Si nous ne brûlons pas. Un titre sous la forme d’une condition. A la brûlure totale, à la furie, au feu et à sang, de la condition humaine. 

Un roman comme une Recherche dans un monde chamboulé, une recherche dans les éclats du monde. Des éclats de partout, qui mènent la narratrice d’un continent à l’autre. Comme on cherche un objet aimé, quelque part dans une chambre d’enfant, mais à l’échelle du monde.
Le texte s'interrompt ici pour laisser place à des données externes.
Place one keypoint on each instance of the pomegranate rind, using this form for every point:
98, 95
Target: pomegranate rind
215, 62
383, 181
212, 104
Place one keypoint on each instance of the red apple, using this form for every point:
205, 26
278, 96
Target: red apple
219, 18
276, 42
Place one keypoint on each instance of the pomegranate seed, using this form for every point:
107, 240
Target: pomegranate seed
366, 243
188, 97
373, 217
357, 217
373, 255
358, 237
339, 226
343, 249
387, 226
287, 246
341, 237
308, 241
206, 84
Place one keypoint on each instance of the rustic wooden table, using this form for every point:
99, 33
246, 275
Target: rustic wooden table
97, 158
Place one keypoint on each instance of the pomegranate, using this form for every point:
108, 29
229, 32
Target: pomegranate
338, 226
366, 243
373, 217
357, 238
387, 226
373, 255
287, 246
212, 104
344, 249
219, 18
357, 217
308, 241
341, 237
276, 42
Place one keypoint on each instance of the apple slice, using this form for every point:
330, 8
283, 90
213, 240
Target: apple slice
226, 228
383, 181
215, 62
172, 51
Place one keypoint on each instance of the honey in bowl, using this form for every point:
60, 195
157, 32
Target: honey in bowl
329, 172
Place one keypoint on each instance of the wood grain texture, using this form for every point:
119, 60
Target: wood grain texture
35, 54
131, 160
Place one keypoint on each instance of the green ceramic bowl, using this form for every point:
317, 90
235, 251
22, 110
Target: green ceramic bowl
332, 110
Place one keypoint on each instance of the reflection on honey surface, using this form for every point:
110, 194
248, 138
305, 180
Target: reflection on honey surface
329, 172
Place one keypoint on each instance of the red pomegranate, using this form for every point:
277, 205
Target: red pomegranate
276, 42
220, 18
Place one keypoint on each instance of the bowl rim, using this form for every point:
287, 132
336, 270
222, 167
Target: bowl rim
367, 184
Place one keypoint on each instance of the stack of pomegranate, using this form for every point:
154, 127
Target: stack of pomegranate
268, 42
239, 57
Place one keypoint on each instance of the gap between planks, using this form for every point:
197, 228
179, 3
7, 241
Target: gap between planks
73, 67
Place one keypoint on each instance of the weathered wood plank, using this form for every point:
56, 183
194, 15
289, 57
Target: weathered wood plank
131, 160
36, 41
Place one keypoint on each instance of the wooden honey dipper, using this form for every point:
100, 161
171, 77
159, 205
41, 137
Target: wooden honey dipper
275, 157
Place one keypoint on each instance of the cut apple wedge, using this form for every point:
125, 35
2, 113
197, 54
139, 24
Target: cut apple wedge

Une Recherche en Illusions et en mirages. 

Un roman d’apprentissage du XXIème siècle 

Le roman d’une douleur, qui se balade, dans des domaines, des lieux, des gens, des pays. Une Normandie d’enfance, le Paris des castes, on se retrouve en Syrie, et le goût de la poussière qui touche le sang. On arrive à New-York, on repart, on traverse les Etats-Unis. C’est ce genre de quête un roman. Une Recherche immense, qui interroge, qui s’installe en nous. 

Comme lorsqu’on lit « Employé : lorsqu’on nous emploie, on n’agit plus, on est un participe passé. On nous emploie. On nous utilise. On dit « j’ai employé ce type dans tel bureau » comme on dirait « j’ai employé le couteau pour éplucher les patates ». L’homme employé est interchangeable, idéalement anémié du cerveau et résigné à l’idée que sa situation n’évoluera pas. »

Voilà, c’est un livre pour ceux et celles qui sont animés par la curiosité. Justine Bo en est, animée par la curiosité, qui la pousse à la Recherche. A toucher à des domaines opposés, à goûter à tout, parce que ce roman déroute, par ses allers-retours de l’âme, sa diversité. 

Et puis, Justine Bo est un style à elle seule, un style qui boxe,  et s’échappe pour mieux faire le tour des choses. Violent, pur, et qui dit vraiment, vraiment notre temps. Si nous ne brûlons pas est archimoderne, c’est l’un des grands romans francophone de l’année.


Justine Bo a 29 ans, elle s’était déjà fait remarquer par ses publications, notamment « Le Type qui voulait arrêter de mourir en 2016. Cette narratrice dans le roman, animée, mouvante, c’est elle. Elle est également réalisatrice et parcourt le monde.